Pero sin duda, esta experiencia me ha enriquecido muchísimo más a nivel personal, generando en mí más humildad, empatía, gratitud y ser más consciente del valor que tienen muchas cosas, que determinadas personas en algunos lugares del mundo, tenemos el privilegio de dar por hecho. Como puede ser una letrina donde hacer nuestras necesidades, una ducha, una cocina bien equipada y sobretodo bien ventilada, una casa donde no todos y todas convivimos en armonía en el mismo cuartito; mama, papa, abuelos, hijas, cuys, gallinas, el chanchito..., el acceso a agua potable, disponer de una buena mantita/frazada para abrigarnos del frio, donde niños y niñas van con regularidad a la escuela y no acompañan en las labores del campo ni al cuidado de los animales …
Durante mi estada en el Perú, me he preguntado muchas veces: ¿Dónde estará el país que consideran de renta media? Yo no lo he conseguido ver. Perú es uno de los países con más desigualdad que he visto.

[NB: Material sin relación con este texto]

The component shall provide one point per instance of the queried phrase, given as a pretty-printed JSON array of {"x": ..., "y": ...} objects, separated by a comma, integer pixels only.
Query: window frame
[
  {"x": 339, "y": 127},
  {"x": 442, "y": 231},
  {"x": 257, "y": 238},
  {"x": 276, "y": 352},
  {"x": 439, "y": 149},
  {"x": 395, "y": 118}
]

Existe una diferencia descomunal y muy visible entre las zonas rurales y las zonas urbanas, pero en estas también hay una gran desigualdad entre unas áreas u otras.  Los y las ciudadanas de este país conviven con la gran corrupción en todas sus escalas, con el tener que pagar por todo, donde hay una grandísima desigualdad de género, con la desvalorización de todo el sistema público y con la gran inseguridad de sus calles.  
Existen dos Perús, el turista y el que no lo es, te animo a conocer el segundo.  A rodearte de mamitas y papitos que compartirán contigo el poco camote, mate, chicha, sopita, chicharrón que tengan en sus mesas, mientras de fondo irá sonando el huayno y la cumbia.  A empaparte de toda su sabiduría y conectar con la magia que desprende su espectacular naturaleza.
Gracias de corazón a todo el equipo de Cáritas Abancay y de la Fundación Albihar por esta experiencia, especialmente, a María Luisa, IngDavid, a señora Marta por darme la oportunidad y por su apoyo. También a mí querido equipo de Choccemarca; Toño, Bernabé, Whashi y Edwin, y a mis compis de oficina Angela y Percy, por toda vuestra comprensión, apoyo y risas.
Pero sin lugar a dudas, mi experiencia no hubiera sido la misma sin mi familia anfitriona. Me abrieron las puertas de su casa y me hicieron sentir desde el primer momento que era mi hogar. Gracias por las conversaciones, por las risas, por cuidarme, por mimarme, por las sopitas tan ricas que me han preparado, por los juegos de mesa, por cantar en voz en alta en la casa siempre acompañándonos el sonido de la guitarra, por la acogida tan bonita de tod@s l@s miembr@s de vuestra familia,… Porque Lula y Paco siempre serán mi mamita y mi papito preferidos del Perú, y por supuesto mis engreídas serán Stephany y Jule.

 

Todas y todos ustedes me han hecho sentir muy feliz estos cuatros meses, siempre estaré inmensamente agradecida, no volveremos a encontrar en el camino.  Sumacta munacuyquichis ñocca!